Being a visual and verbal chronologue of my peculiar life, foremost my research interests—death and the anatomical body—and travels and people I've met in pursuit of same; my collecting interests—fossils, postmortem photographs, weird news, and new acquisitions to my “museum”; and (reluctantly) my health, having been diagnosed with MS in 1990. "Satisfying my morbid curiosity and yours..."
Monday, October 24, 2011
Mailed mummies
Here are 2 instances of foiled attempts to smuggle mummies by mail:
2010
La Paz, Bolivia to Compiegne, France
Police arrested a Bolivian woman at a local post office after a routine check of the package she was attempting to mail aroused suspicion. The woman claimed that she received the package in Desaguadero (40mi to the west) from a man she calls Don Gustavo.
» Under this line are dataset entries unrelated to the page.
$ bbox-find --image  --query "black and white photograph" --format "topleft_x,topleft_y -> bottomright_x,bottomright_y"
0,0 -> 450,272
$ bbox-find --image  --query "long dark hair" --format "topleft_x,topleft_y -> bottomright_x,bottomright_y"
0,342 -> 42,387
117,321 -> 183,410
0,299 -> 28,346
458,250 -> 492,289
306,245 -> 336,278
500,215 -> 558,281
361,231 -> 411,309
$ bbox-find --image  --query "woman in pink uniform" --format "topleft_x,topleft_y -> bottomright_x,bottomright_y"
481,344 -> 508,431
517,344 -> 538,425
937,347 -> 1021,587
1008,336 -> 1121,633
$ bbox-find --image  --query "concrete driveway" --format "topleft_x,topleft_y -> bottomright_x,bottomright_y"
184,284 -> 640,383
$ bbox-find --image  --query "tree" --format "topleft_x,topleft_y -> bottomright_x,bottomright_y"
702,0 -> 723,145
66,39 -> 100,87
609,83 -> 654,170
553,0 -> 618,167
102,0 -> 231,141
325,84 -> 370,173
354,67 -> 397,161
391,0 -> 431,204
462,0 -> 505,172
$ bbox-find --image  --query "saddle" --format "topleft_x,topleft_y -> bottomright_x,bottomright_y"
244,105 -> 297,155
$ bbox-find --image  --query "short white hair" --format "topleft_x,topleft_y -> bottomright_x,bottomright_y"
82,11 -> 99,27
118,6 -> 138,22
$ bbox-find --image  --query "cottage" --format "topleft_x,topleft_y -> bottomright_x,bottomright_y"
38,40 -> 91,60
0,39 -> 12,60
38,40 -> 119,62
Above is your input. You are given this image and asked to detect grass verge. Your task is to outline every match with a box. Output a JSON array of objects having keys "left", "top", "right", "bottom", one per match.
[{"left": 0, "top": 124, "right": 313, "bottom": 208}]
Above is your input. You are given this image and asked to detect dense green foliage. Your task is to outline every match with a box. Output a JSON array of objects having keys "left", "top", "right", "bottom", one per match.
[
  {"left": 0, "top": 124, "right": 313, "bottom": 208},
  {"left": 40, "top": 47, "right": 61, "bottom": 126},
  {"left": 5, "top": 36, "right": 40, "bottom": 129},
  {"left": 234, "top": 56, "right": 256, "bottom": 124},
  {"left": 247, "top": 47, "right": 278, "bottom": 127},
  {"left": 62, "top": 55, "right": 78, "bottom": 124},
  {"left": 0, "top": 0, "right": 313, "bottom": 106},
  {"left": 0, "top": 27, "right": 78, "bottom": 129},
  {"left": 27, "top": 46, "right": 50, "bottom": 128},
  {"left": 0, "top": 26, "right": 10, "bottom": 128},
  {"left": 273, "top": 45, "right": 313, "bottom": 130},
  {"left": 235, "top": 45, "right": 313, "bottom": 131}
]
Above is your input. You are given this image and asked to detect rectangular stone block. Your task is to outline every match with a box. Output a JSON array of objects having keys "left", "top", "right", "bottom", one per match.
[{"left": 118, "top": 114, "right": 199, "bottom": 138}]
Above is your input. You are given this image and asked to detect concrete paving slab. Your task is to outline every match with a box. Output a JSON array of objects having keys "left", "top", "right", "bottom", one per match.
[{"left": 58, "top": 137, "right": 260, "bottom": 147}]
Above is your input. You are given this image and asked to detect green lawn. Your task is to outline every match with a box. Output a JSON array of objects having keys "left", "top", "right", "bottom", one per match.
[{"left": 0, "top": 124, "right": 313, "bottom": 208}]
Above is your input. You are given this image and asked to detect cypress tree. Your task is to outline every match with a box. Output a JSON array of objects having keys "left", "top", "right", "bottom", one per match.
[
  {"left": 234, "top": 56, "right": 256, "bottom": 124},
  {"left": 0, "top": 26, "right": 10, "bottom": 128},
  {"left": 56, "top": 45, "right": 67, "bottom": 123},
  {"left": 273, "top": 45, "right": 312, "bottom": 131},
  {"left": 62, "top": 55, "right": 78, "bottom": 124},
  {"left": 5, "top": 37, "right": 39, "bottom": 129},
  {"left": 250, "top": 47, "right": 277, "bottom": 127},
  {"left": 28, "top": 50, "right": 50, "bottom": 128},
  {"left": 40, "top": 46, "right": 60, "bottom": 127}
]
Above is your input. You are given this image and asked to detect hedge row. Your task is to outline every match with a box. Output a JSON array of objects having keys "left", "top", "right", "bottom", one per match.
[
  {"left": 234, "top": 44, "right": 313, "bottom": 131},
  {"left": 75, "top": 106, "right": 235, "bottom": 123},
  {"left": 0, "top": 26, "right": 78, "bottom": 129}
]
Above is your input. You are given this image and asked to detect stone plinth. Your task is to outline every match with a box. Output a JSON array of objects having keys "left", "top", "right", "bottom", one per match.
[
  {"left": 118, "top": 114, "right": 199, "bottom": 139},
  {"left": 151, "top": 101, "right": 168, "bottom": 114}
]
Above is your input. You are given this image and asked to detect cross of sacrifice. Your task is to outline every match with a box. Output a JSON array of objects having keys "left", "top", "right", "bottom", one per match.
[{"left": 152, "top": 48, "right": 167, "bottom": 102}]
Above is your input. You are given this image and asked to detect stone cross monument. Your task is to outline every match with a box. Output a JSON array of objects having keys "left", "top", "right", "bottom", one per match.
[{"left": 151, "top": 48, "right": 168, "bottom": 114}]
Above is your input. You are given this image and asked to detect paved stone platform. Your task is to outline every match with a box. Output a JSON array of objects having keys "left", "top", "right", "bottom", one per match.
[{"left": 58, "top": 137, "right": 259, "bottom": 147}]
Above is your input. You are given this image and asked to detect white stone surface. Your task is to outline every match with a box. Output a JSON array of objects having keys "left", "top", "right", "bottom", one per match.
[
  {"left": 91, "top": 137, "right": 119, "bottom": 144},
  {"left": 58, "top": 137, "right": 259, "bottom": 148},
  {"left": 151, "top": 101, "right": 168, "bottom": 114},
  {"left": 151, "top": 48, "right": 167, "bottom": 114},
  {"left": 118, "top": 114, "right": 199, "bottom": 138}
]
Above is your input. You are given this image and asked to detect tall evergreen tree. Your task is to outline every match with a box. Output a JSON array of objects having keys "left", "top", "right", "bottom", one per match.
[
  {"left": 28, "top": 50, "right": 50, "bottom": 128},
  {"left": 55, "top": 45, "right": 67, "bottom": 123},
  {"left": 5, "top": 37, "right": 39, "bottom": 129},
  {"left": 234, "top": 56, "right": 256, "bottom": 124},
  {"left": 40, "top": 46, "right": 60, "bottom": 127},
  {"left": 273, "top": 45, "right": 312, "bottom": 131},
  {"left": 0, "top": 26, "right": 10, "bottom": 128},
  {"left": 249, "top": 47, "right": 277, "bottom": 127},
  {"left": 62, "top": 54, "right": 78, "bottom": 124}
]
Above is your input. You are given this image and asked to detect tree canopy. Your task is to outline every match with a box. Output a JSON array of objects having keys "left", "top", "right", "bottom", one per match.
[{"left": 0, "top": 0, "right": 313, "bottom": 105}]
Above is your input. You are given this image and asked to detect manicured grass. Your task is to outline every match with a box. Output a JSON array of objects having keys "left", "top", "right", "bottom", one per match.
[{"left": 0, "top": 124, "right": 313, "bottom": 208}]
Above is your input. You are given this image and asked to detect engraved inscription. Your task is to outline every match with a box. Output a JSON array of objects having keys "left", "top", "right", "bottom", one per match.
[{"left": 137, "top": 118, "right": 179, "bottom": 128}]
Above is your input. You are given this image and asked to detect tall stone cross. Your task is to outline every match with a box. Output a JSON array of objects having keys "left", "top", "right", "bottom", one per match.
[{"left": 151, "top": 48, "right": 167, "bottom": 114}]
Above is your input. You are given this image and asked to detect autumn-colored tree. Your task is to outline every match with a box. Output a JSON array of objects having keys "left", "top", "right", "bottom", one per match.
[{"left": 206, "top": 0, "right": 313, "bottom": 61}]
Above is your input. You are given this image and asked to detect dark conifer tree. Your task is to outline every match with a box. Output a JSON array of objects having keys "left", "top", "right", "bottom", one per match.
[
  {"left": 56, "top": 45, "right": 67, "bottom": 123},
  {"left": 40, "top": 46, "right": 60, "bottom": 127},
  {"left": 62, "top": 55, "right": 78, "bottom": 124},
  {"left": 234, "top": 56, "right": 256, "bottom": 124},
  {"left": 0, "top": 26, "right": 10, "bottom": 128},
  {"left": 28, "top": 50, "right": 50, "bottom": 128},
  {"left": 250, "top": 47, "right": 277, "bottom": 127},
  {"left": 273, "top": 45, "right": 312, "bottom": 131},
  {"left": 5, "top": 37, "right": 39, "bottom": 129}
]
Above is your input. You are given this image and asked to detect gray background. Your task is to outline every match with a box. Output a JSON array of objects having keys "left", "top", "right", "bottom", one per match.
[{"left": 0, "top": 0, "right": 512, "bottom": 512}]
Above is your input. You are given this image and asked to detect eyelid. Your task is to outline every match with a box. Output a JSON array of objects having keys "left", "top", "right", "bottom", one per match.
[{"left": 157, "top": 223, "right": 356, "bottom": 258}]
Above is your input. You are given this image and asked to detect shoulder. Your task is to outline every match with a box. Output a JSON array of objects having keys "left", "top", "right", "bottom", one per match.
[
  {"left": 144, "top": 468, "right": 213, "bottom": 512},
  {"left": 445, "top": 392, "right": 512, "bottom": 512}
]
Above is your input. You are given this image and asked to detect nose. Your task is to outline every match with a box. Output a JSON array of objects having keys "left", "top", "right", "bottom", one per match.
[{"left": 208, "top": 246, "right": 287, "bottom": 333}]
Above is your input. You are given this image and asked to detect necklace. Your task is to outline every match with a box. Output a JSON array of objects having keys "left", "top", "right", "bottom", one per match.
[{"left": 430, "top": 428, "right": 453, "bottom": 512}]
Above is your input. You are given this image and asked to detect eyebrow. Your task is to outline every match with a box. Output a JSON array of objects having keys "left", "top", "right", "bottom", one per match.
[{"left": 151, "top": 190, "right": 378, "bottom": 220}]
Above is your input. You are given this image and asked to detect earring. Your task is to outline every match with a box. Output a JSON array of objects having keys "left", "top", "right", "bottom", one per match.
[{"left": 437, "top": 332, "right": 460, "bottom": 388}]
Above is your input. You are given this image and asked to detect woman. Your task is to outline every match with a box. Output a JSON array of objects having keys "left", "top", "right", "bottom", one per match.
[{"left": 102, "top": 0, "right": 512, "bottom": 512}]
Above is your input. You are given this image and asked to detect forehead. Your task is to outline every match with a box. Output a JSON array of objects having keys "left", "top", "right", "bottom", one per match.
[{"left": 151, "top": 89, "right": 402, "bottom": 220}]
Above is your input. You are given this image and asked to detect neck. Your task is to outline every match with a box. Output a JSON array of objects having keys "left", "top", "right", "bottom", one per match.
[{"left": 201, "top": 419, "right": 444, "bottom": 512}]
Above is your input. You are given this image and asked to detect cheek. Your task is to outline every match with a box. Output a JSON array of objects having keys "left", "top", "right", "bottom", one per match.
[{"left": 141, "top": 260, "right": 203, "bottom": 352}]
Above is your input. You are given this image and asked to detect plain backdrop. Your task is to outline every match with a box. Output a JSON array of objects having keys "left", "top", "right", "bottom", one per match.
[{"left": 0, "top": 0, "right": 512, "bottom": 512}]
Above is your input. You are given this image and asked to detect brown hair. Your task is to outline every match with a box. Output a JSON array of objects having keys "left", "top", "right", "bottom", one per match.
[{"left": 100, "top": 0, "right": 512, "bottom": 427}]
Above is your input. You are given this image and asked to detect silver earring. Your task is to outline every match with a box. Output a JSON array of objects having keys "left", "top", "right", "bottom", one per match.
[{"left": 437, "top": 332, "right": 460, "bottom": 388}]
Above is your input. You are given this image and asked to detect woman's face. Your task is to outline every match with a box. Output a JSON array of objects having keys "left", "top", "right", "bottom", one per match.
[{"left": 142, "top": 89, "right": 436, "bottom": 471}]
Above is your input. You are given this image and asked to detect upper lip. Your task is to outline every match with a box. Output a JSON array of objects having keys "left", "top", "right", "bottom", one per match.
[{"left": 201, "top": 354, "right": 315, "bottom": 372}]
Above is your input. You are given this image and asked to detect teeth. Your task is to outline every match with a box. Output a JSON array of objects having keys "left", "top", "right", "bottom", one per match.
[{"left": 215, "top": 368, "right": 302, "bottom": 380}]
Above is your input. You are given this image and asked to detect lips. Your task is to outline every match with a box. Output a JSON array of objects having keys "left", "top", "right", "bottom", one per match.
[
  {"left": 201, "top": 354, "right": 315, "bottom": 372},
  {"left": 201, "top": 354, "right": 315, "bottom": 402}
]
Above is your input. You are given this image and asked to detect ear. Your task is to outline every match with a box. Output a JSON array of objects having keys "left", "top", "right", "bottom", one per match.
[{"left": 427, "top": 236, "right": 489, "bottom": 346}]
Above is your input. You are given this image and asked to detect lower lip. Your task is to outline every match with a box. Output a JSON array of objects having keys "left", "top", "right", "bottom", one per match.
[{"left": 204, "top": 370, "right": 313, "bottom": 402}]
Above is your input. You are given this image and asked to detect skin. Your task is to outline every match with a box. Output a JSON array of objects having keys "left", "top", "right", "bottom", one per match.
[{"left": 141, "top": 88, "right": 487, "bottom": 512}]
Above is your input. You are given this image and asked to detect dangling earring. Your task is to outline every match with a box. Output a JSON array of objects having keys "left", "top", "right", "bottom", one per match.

She was provided with the delivery address and instructed to send it from La Paz, but claimed she wasn't told what the box contained. Inside was the mummy of a child that appeared during the preliminary inspection to be in a good state of conservation. The mummy bundle was thought to be from the Inca culture, which would make it roughly 750 years old (1st image, video here).
2011
La Paz, Bolivia to Buenos Aires, Argentina
An unidentified person completed a false contents declaration and posted a package claimed to contain replicas of Peruvian ceramics. Intercepted and x-rayed at Argentina's central post office, the shipment actually contained 3 skulls (2nd and 4th images) and a mummy (3rd image). A preliminary evaluation determined them to be from the pre-Inca Paracas culture on the Peruvian coast and date from between the 7th and 3rd centuries B.C. The intended recipient, an Argentine citizen, was detained as part of an investigation into illegal trading in ancient cultural artifacts. Officials speculated the ancient human remains were to have been relayed to a museum or a private collector in Europe.